Background & reasons for SSBP
One of the main challenges to address in Somalia is the high rates of unemployment, especially for youth and women. Private sector presents a great opportunity to contribute to the development of the country by providing job opportunities that will positively impact the livelihood of local communities.
Photo: Agnes Nygren
Somalia has suffered the consequences of an extended internal conflict for over two decades, which created possibilities for illegal activities and terrorism to grow in the country. According to the World Bank and the International Labour Organisation, Somalia is one of the lowest-income countries in the world (per capita income of US$ 226), where around 65% of youth and around 74% of women are unemployed. Despite the vulnerability of the country and the challenges they face, Somalia is a country with large potential of improvement in terms of economic and social development.
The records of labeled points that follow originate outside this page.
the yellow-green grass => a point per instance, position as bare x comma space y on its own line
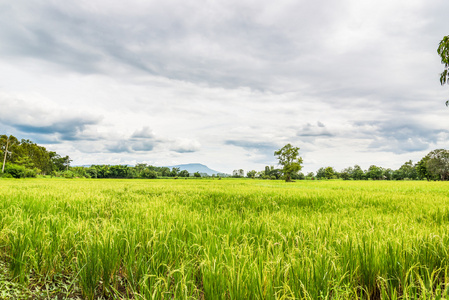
226, 239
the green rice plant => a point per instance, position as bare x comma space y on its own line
227, 239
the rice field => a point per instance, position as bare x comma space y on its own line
223, 239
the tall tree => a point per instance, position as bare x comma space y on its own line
438, 163
288, 158
443, 51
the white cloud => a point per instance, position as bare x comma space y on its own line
225, 83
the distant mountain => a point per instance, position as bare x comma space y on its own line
192, 168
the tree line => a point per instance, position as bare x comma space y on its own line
433, 166
27, 159
23, 158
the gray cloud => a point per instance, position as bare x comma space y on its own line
37, 118
318, 130
398, 136
253, 145
212, 71
144, 140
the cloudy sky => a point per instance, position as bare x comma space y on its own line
225, 83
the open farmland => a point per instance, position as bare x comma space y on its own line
223, 239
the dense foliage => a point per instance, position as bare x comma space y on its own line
224, 239
27, 159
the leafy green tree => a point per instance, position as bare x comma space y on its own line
184, 173
321, 173
408, 170
443, 51
388, 174
288, 158
375, 172
310, 175
345, 174
329, 172
174, 172
421, 169
357, 173
251, 174
165, 172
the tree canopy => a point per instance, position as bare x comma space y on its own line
443, 51
288, 158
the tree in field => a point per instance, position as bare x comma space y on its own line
251, 174
443, 51
288, 158
438, 163
329, 172
375, 172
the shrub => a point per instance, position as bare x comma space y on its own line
15, 171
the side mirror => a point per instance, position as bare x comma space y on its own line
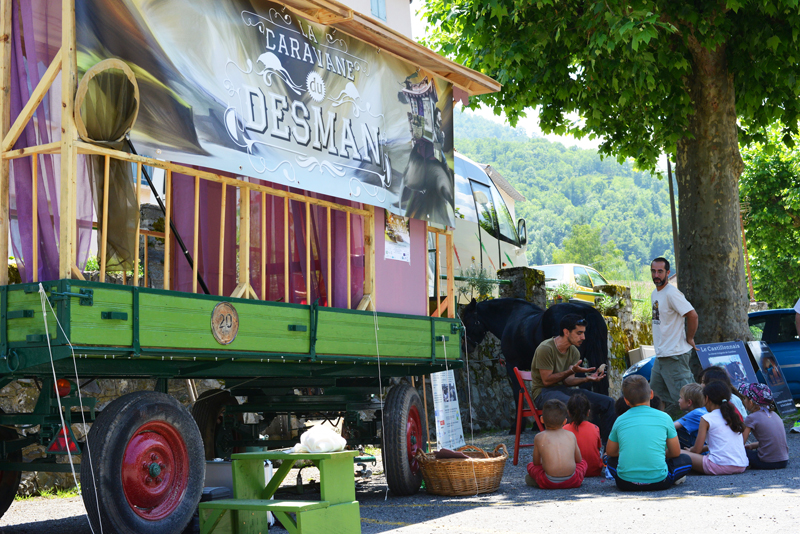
522, 232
Private sector in Somalia has a vital role in creating and developing different work opportunities and income-generating activities. The lack of a controlling, steering and overarching public entity has enabled the private sector to develop in a seemingly vast pace and become relatively well functioning, despite security issues and lack of infrastructure. The stimulation of private sector actors working from a human rights-based perspective continues to be of vital importance to enable further development of a stronger and more inclusive economy that in addition to job creation has also the potential to contribute to the reconstruction of the country.
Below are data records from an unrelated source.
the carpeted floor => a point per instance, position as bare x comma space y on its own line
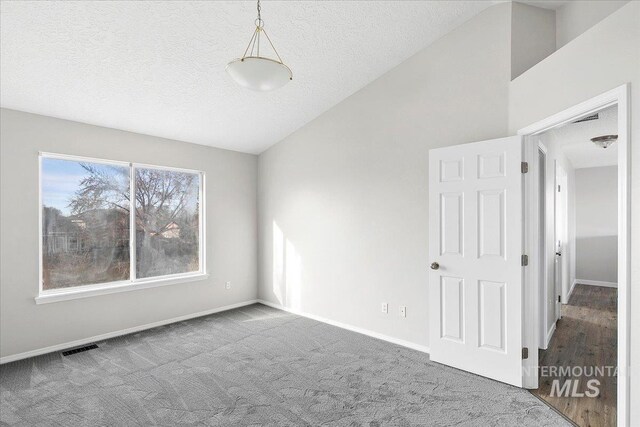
256, 366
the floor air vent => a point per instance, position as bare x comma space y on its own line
79, 350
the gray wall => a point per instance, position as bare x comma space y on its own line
533, 36
577, 16
231, 233
597, 224
344, 201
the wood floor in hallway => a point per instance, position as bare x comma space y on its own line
586, 336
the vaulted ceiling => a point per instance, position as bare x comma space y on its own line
158, 68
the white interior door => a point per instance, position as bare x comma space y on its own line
475, 244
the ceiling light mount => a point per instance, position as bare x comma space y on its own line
257, 72
604, 141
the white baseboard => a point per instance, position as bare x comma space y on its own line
102, 337
356, 329
596, 283
550, 332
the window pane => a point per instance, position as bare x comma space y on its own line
167, 222
85, 223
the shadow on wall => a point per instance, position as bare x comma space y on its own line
287, 271
597, 258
Remittances from the Swedish- Somali diaspora represent over SEK 500 million and have become an important factor within many Somalis’ income alternatives. The logic behind SSBP is that these remittances have the potential to be used more catalytically and contribute to even more investments and work opportunities if they are channelled together with sustainable and innovative business solutions.
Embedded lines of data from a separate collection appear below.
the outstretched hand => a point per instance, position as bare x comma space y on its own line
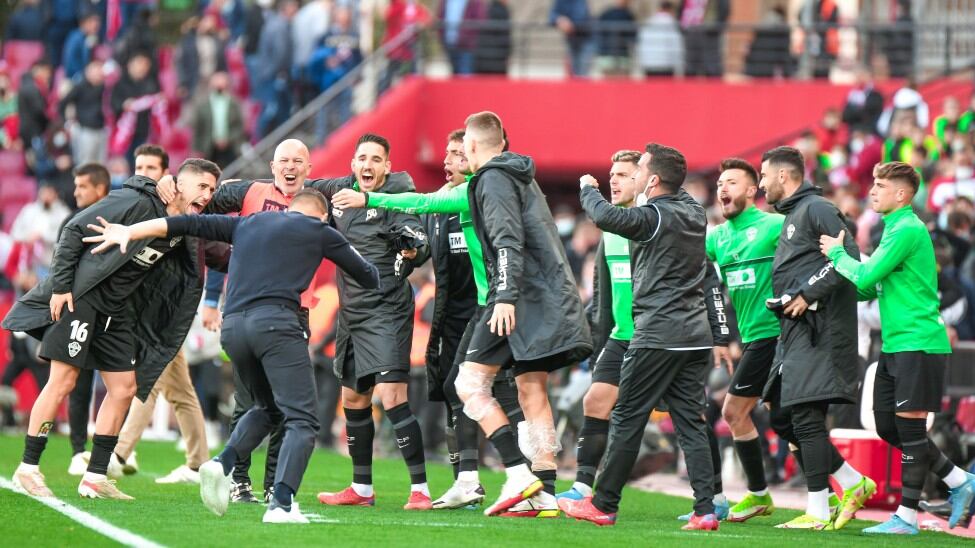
109, 235
349, 199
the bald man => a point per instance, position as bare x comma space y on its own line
289, 168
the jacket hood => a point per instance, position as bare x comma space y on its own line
397, 182
804, 190
522, 168
142, 184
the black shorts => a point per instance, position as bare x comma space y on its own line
88, 339
610, 360
909, 381
490, 349
752, 371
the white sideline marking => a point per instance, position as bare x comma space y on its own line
100, 526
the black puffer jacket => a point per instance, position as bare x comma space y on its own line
818, 350
163, 305
526, 261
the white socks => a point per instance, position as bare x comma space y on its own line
906, 514
469, 476
582, 488
956, 478
818, 505
847, 476
362, 489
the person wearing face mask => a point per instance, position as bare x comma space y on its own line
667, 236
218, 123
816, 358
902, 275
375, 329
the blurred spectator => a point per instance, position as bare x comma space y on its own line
661, 46
274, 68
32, 113
494, 40
37, 225
864, 104
461, 23
80, 46
201, 54
61, 18
908, 100
703, 23
402, 16
254, 18
26, 22
824, 42
82, 110
218, 123
336, 56
135, 98
615, 38
8, 112
573, 19
769, 54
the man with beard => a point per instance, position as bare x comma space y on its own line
531, 286
375, 326
450, 203
816, 361
666, 232
104, 313
902, 275
743, 248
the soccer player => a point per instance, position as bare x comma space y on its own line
105, 313
452, 200
92, 182
902, 275
263, 333
533, 321
375, 326
816, 361
666, 233
743, 248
Lack of funding and weak technical business acumen have been identified as thresholds that explain why the Somali diaspora hasn’t yet gone through with more investments and/or developed more businesses in Somalia. Even though there are several different Challenge Funds that focus on Somalia, they have often been out of reach for many people within the diaspora due to the heavy amount of co-financing required as well as associated risks. There is currently a lack of opportunities for smaller businesses with limited financial resources to gain access to financial and technical support. SSBP’s Challenge Fund component, in combination with the capacity strengthening module, seeks to fill that specific gap.